Situated on the bank of the Shing Mun River in a wooded area of Sha Tin in the New Territories of Hong Kong, the Heritage Museum may well be Hong Kong's best - certainly the best situated. It's modern (opened in the year 2000) with 12 exhibition galleries covering the history, culture and arts of early Hong Kong and south China.


Unfortunately, photography was not permitted in the main hall. The range of wedding exhibits from the emperors and empresses of the Qing period (1644-1912) was truly impressive; imperial robes, tapestries, pictures, calligraphy, furniture, utensils, jewellery, clothing, hairpieces, saddles, object d'art, silk, precious stones, bowls, armour...etc.

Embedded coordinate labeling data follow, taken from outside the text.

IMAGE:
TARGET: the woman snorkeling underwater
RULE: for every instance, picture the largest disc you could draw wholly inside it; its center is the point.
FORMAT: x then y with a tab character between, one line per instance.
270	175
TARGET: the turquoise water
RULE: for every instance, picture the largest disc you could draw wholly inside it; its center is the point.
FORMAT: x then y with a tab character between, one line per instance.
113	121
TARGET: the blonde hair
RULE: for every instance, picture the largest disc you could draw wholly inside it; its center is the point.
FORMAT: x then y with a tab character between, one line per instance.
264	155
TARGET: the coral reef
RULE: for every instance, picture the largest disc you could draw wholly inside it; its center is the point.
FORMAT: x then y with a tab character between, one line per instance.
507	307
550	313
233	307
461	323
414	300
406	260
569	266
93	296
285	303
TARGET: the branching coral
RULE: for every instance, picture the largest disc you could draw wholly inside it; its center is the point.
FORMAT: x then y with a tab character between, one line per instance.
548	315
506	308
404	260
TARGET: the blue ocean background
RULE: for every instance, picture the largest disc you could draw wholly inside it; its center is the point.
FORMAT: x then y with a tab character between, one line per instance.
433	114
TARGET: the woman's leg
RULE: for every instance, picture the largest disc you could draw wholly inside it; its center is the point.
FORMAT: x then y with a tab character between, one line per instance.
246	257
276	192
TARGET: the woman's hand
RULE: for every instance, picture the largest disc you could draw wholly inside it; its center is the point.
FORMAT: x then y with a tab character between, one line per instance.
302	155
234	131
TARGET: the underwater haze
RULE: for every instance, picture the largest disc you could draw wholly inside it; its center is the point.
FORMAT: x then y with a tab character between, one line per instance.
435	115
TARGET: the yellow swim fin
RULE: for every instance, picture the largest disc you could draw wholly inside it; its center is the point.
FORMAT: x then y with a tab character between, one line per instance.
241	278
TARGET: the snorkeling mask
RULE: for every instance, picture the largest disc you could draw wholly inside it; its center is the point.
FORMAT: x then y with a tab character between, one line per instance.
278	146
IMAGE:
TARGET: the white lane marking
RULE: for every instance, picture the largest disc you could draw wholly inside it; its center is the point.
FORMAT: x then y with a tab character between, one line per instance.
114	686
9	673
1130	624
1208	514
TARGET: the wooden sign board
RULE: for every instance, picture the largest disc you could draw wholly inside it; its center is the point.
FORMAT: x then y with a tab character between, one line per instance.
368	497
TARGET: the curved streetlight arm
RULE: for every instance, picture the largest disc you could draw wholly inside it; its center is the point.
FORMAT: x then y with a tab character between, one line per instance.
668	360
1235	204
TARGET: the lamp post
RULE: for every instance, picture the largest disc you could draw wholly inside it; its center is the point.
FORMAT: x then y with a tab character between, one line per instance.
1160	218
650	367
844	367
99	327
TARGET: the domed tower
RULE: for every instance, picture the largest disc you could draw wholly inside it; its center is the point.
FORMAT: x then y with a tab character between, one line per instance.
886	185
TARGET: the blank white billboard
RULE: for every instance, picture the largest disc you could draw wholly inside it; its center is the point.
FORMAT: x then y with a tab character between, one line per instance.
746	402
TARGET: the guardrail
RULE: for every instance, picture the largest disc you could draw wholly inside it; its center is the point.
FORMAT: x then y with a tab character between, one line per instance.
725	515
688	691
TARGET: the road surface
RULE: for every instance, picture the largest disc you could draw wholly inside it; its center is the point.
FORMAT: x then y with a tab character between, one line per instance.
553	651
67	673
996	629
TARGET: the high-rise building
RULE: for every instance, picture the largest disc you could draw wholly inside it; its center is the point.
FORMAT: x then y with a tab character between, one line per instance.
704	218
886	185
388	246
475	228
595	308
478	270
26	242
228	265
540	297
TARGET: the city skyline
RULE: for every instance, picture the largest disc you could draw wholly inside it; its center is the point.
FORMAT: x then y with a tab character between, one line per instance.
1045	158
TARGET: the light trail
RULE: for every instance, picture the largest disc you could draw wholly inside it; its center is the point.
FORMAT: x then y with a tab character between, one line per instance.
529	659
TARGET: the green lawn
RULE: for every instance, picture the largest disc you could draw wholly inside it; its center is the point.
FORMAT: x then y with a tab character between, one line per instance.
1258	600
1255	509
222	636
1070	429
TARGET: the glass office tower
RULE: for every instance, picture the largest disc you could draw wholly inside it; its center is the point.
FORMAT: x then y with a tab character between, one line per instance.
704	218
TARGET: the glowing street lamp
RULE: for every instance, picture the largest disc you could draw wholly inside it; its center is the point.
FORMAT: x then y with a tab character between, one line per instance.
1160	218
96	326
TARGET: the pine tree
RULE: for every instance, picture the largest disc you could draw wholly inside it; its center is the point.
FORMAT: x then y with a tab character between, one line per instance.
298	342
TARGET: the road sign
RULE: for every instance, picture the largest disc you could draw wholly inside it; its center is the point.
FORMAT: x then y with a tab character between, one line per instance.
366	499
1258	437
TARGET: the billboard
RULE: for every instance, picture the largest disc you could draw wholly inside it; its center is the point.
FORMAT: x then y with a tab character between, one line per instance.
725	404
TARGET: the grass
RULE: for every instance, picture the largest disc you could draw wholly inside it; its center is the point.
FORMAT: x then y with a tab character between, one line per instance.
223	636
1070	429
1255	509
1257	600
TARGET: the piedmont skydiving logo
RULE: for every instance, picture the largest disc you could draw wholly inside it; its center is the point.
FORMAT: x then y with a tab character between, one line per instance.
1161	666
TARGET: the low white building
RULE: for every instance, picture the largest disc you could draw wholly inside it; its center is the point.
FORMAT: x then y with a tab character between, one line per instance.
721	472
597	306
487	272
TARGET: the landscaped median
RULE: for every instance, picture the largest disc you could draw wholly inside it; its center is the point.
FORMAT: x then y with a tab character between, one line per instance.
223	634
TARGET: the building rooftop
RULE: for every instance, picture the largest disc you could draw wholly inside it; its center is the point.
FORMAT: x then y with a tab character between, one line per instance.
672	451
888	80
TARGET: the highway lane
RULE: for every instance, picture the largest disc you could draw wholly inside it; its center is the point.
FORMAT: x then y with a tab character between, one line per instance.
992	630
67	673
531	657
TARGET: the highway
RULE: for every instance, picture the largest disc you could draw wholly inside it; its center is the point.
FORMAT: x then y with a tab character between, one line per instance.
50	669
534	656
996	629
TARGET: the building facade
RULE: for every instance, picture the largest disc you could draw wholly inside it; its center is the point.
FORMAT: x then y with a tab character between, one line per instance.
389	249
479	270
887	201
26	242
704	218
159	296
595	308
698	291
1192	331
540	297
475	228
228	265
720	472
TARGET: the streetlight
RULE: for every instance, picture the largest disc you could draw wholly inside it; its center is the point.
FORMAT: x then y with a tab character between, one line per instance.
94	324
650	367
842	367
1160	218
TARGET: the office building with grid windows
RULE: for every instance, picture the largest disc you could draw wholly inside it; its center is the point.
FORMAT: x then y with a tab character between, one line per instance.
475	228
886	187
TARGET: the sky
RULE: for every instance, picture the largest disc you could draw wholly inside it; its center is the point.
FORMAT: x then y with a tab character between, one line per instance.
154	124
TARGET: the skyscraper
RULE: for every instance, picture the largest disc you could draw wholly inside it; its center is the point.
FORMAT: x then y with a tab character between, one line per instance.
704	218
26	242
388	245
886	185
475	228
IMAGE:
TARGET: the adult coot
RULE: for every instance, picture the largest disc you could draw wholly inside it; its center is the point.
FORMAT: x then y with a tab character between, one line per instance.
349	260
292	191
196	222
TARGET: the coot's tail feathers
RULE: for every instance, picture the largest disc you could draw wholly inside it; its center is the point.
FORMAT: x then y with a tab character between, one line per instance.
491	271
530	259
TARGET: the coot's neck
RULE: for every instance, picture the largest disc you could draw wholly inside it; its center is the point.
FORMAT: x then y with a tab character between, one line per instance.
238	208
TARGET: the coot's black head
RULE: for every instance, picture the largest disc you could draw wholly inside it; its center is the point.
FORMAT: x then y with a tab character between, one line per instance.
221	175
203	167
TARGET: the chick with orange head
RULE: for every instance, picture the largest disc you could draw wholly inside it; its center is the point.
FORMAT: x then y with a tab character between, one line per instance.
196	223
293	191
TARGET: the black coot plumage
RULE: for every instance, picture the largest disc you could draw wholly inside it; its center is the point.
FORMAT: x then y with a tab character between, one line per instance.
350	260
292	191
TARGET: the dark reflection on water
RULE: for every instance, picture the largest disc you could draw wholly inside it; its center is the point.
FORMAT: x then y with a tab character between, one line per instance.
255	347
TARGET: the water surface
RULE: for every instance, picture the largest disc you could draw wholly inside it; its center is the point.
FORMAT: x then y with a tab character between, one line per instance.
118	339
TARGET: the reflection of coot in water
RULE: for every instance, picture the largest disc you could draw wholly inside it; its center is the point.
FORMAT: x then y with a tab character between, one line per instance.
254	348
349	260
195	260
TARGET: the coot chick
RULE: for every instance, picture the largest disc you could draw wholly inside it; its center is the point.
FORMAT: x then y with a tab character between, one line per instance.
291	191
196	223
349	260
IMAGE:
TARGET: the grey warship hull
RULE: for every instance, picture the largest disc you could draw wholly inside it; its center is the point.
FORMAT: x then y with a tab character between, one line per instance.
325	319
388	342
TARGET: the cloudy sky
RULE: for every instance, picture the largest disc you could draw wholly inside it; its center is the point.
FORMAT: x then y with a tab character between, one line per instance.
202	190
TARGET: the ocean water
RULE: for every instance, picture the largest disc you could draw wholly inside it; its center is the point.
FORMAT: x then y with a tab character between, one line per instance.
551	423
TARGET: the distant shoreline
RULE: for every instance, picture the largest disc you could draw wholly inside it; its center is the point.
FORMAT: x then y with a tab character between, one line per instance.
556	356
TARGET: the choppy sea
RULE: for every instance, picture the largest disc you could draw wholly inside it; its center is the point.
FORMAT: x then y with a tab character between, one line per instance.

The illustrations of the bridal processions certainly suggested the richness of an imperial wedding with hundreds of retainers, gifts galore, specially-prepared artifacts, jewels, silver and gilt galore, extensive rituals and a complex hierarchical system.

Photographs were permitted in the second hall which displayed local wedding customs over the last 100 years or so.

What bride wouldn't enjoy being carried to her husband-to-be in this bridal sedan, a special chair that was used in the New Territories of Hong Kong by the Hakka people about 100 years ago?


And even the 'recent' wedding gowns of 50-70 years ago with their colourful silk, their gold and silver thread embroidery, would surely turn any woman into an empress...


In complete contrast, we also visited the museum's exhibition on the life of Hong Kong's most famous son, Bruce Lee.


There were about 600 pieces of memorabilia on display in several large rooms. There were photographs from every period of his life, his parents, his school records, his clothing - including flared trousers from the 1960s, gymnastic equipment, books, film scripts and notes, letters to his wife and friends, his parents' US immigration forms, kung fu weapons, items from his films...everything you could think of.

We also attended (in a theatre with 200 incredibly comfortable seats) a film on his life, featuring interviews with his sibling, spouse, daughter, acting colleagues, film producer and director. It was very moving, rarely have I enjoyed 'talking heads' so much, the 60 minutes flew past.

There was one poignant exhibit that struck me. Here was a man who had honed his body into a killing machine, with lightning-fast reflexes and a punch that would destroy opponents, blasting them several yards away...yet he had very poor eyesight.


On the way back to the MTR station we visited Che Kung Temple, a Daoist temple that honours General Che Kung of the Southern Song dynasty (1127-1279).


Apparently he made a great reputation for himself by suppressing uprisings and plagues, so much so that he was deified in the popular imagination. The belief is that his miraculous powers live on. The story goes that 300 years ago there was a nasty epidemic spreading across Sha Tin so the desperate locals prayed to Che Kung and built a temple to him. On the very day that they completed it, the epidemic began to subside...

There is a huge statue of General Che Kung in the temple (you can see its scale when you compare it to the humans in the picture below):


This temple is one of two favoured by local senior politicians every Chinese New Year, CNY; the other is Wong Tai Sin Temple. It's traditional for them to come here to pray, bang the drum three times, twirl the fan-bladed wheel of fortune three times and then consult the fortune telling sticks. In fact there is a huge queue to enter the temple on the second day of CNY.

Today, even through it was rather late in the day, there was a steady stream of supplicants at the two side altars.